Ah ok, I see! And what are the Swallowfields?

Swallowfield is a community in Kingston, Jamaica, that is near and dear to my heart. A lot of friends that I grew up with live in there, some have lost their lives or whatever. Swallowfield is one of dem garrisons ina Jamaica weh me just feel responsible to help some youths come out of there, you know.

Another song we have to talk about is Black, of course. Next to the deep meaning, the music is very crazy, the sounds used, the musicians involved. Have you been there in the recording sessions?

Yeah man! Yared Lee is a very creative likkle youth. The idea of Black is something so necessary for our youth, like one of the first lines say, "Black excellence, beaming with confidence, hard work and diligence we use to tear down wall and break defence. Mi rise a nuh accident, everybody needs oxygen, Mansamousa is back again, warn me enemies, tell me friends." It's like the idea of us reclaiming the glory of what we as black are and making black beautiful again. It's a thing weh we just remind them of the glory that comes with being melanated. The thing about it now is that Black is a song weh... it's very funky, the horns and the drum patterns and so on, it's a very funky song and we love it, we love the concept and everybody thinks it's dope. We took some risk, nobody has ever heard of Yared before in the production world, but he's a youth weh... he did some dope things and he has a dope future, so we give him a chance, you know?

In Home you hear the voice of your daughter who says "Papa, I miss you!". Here in Germany we say Papa as well, is it common in Jamaica too?

No, it's not common, that's what she calls me. She lives in Oslo, you know, so that's her special way of calling me. In Jamaica dem say Daddy. (laughs)

The album will come out next week and then on the 13th there is a public presentation. Can you tell us something about the event?

We'll be doing a presentation, a live performance on the 13th of June down in Oasis, in Wynwood in Miami. We've been getting a whole lot of love, and we just feel like the people deserve a proper presentation of the product, so I will give it to them. It's been a while since I performed for a live audience, so you can imagine the level of excitement that's bubbling within me. It's dope, it's a great time to give people some music, coming out of this time period where everybody was down, felt chained to negativity, every day it was some other bad news. I just feel like, Reggae being the genre that it is, it's important for us to come and make our voices heard, the vibrations felt, and remind people seh there is still good people, there is still good music in the world. 

Will you do an event in Jamaica as well?

Jamaica deh pon lockdown still, so there's no event.

In Germany as well... but slowly things open up again! I'm through with my questions, do you feel we left out anything, do you want to add something?
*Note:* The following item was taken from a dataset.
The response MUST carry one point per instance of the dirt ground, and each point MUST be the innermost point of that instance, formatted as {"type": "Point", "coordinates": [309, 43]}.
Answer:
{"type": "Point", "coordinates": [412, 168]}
As a general scope, I just want to send my love to Reggaeville for consistently supporting Reggae music and being a flag-waver for years upon years. A lot of time people don't really give Reggaeville the credit you deserve, for the work and effort weh Julian and nuff a de ones dem put in, so me just send my love and mek you know seh Jesse Royal a check fi you. We definitely are grateful, for the work you keep doing over there and giving us a platform, so... love to all of you and to all the German fans, all the German artists, musicians and engineers, in general to all European festival promoters, you know. 

I'll pass that on! Thank you so much for the reasoning and the behind-the-scenes view of your album, it was a pleasure.

Give thanks for your time. Jah guide and protect!